Behind this winter lay last year's spring of rigors hitherto unknown, destroying orchards, vineyards, countless tender trees and plants. It set everybody to talking of the year 1834, when such a frost fell that to this day it is known as Black Friday in Kentucky; and it gave me occasion to tell Georgiana a story my grandfather had told me, of how one night in the wilderness the weather grew so terrible that the wild beasts came out of the forests to shelter themselves around the cabins of the pioneers, and how he was awakened by them fighting and crowding for places against the warm walls and chimney-corners. If he had had opened his door and crept back into bed, he might soon have had a buffalo on one side of his fireplace and a bear on the other, with a wild-cat asleep on the hearth between, and with the thin-skinned deer left shivering outside as truly as if they had all been human beings.

Such a spring, with its destruction of seed-bearing and nut-hearing vegetation, followed by a winter that seals under ice what may have been produced, has spread starvation among the wild creatures.
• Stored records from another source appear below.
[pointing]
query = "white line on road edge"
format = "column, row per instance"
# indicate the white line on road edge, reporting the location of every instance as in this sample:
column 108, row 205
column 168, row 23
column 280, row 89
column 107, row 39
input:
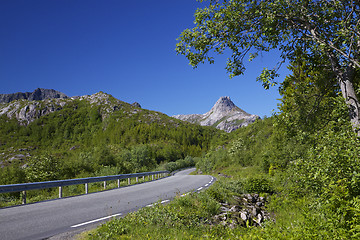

A recent Sunday afternoon walk in the woods—Georgiana being away from home with her mother—showed me that part of the earth's surface rolled out as a vast white chart, on which were traced the desperate travels of the snow-walkers in search of food. Squirrel, chipmunk, rabbit, weasel, mouse, mink, fox—their tracks crossed and recrossed, wound in and out and round and round, making an intricate lace-work beautiful and pitiful to behold. Crow prints ringed every corn-shock in the field. At the base of one I picked up a frozen dove—starved at the brink of plenty. Rabbit tracks grew thickest as I entered my turnip and cabbage patches, converging towards my house, and coming to a focus at a group of snow-covered pyramids, in which last autumn, as usual, I buried my vegetables. I told Georgiana:

"They are attracted by the leaves that Dilsy throws away when she gets out what we need. Think of it—a whole neighborhood of rabbits hurrying here after dark for the chance of a bare nibble at a possible leaf." Once that night I turned in bed, restless. Georgiana did the same.

"Are you awake?" she said, softly.

"Are you?"

"Are you thinking about the rabbits?"

"Yes; are you?"

"What do you suppose they think about us?"

"I'd rather not know."

Georgiana tells me that the birds in unusual numbers are wintering among the trees, driven to us with the boldness of despair. God and nature have forgotten them; they have nothing to choose between but death and man. She has taken my place as their almoner and nightly renders me an account of what she has done. This winter gives her a great chance and she adorns it. It seems that never before were so many redbirds in the cedars; and although one subject is never mentioned between us, unconsciously she dwells upon these in her talk, and plainly favors them in her affection for the sake of the past. There are many stories I could relate to show how simple and beautiful is this whole aspect of her nature.